Kids today will never understand the joy of going to the local video store and spending hours within the aisles of your favorite titles just to find something to bring home. I fondly remember walking through my local video shop watching a graphic horror movie on a mounted television while my parents staggered to the counter with a stack of titles they planned to bring home to watch that night. And no, I don’t speak of “Blockbuster” video. I speak of actual video stores that were once as common as Laundromats.
Running for nearly three decades, production company p3 explores the beginning and painful end of one of Maine’s most popular and beloved communities for film lovers “Videoport.” With the advent of digital rental and streaming, every year more and more beloved video rental spots are closing down and “Videoport” is sadly one of the many to close down. What with almost twenty thousand movies to rent, and three decades of building a community and massive fan base, it stings to think that the store may be replaced by an outlet or discount store by a faceless entity.

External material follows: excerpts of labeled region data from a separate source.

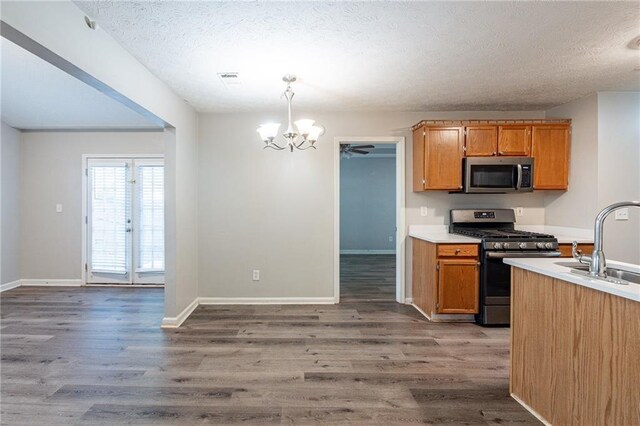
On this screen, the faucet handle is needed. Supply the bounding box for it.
[571,241,591,265]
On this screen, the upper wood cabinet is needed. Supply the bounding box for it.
[413,119,571,192]
[413,126,464,191]
[464,126,498,157]
[531,125,571,189]
[498,125,531,157]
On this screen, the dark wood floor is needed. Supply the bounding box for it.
[340,254,396,302]
[0,287,535,425]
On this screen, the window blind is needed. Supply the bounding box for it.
[137,165,164,271]
[90,164,131,274]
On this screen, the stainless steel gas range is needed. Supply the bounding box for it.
[449,209,560,325]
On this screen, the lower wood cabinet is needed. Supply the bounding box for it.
[436,258,480,314]
[412,238,480,320]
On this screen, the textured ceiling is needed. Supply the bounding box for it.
[76,1,640,112]
[0,38,157,130]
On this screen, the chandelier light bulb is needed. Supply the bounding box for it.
[257,74,324,152]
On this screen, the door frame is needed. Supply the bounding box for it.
[333,136,407,303]
[80,154,167,287]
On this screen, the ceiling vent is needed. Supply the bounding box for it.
[218,72,242,86]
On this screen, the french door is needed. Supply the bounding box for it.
[85,158,164,284]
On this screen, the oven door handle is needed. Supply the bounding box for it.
[486,251,562,259]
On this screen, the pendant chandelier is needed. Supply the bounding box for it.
[257,74,324,152]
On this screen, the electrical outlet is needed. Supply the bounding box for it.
[615,207,629,220]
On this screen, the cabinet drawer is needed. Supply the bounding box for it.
[438,244,478,257]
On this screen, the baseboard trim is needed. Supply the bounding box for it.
[340,250,396,254]
[160,297,198,328]
[198,297,336,305]
[511,394,551,426]
[20,279,82,287]
[411,300,431,321]
[0,280,20,293]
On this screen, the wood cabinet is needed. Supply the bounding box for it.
[464,126,498,157]
[531,125,571,189]
[558,244,593,257]
[413,120,571,192]
[498,125,531,157]
[436,258,480,314]
[413,126,464,191]
[412,238,480,321]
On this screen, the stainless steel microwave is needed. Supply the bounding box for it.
[462,157,533,194]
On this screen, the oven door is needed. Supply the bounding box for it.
[463,157,532,193]
[476,251,560,325]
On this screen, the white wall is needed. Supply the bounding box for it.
[340,156,396,252]
[545,93,598,229]
[0,122,21,284]
[0,0,198,318]
[545,92,640,263]
[20,132,164,280]
[198,110,544,297]
[598,92,640,264]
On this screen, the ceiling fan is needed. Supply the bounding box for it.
[340,144,375,158]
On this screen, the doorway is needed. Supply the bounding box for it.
[334,137,405,303]
[84,157,165,285]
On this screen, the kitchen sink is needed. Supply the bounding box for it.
[556,262,640,285]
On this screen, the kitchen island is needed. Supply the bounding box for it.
[505,259,640,425]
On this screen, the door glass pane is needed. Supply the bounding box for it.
[90,165,129,274]
[137,165,164,271]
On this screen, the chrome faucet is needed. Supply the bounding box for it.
[571,201,640,278]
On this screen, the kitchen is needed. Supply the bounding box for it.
[2,2,640,424]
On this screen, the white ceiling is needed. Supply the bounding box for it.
[76,1,640,112]
[0,38,158,130]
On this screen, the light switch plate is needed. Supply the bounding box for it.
[615,207,629,220]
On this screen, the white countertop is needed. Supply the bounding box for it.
[409,225,593,244]
[504,258,640,302]
[409,225,480,244]
[516,224,593,244]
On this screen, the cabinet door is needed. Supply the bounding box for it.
[464,126,498,157]
[531,125,570,189]
[413,126,425,192]
[424,127,464,191]
[498,126,531,157]
[436,259,480,314]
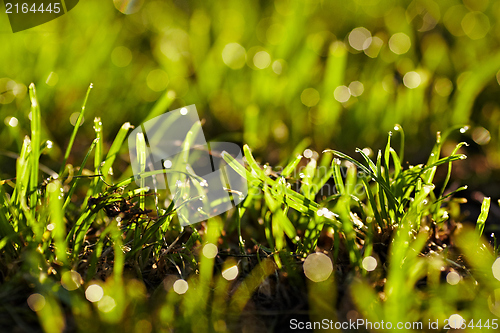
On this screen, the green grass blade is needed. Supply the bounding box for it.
[101,122,132,178]
[476,197,491,236]
[59,83,93,177]
[29,83,41,213]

“Videoport” explores in a nut shell how much the once prominent video rental store was a beacon, not just for discovering unusual films, but for commuting alongside like minded people. Many of the individuals interviewed for the documentary discuss how they met their significant others, and built lifelong friendships, only to see it now dissipate with time. “Videoport” ends on a bittersweet note with the curators of the store donating their entire catalogue to the local library, making it available to a new generation of film aficionados. It’s their last noble favor to a community that they’ve helped nurture for thirty years.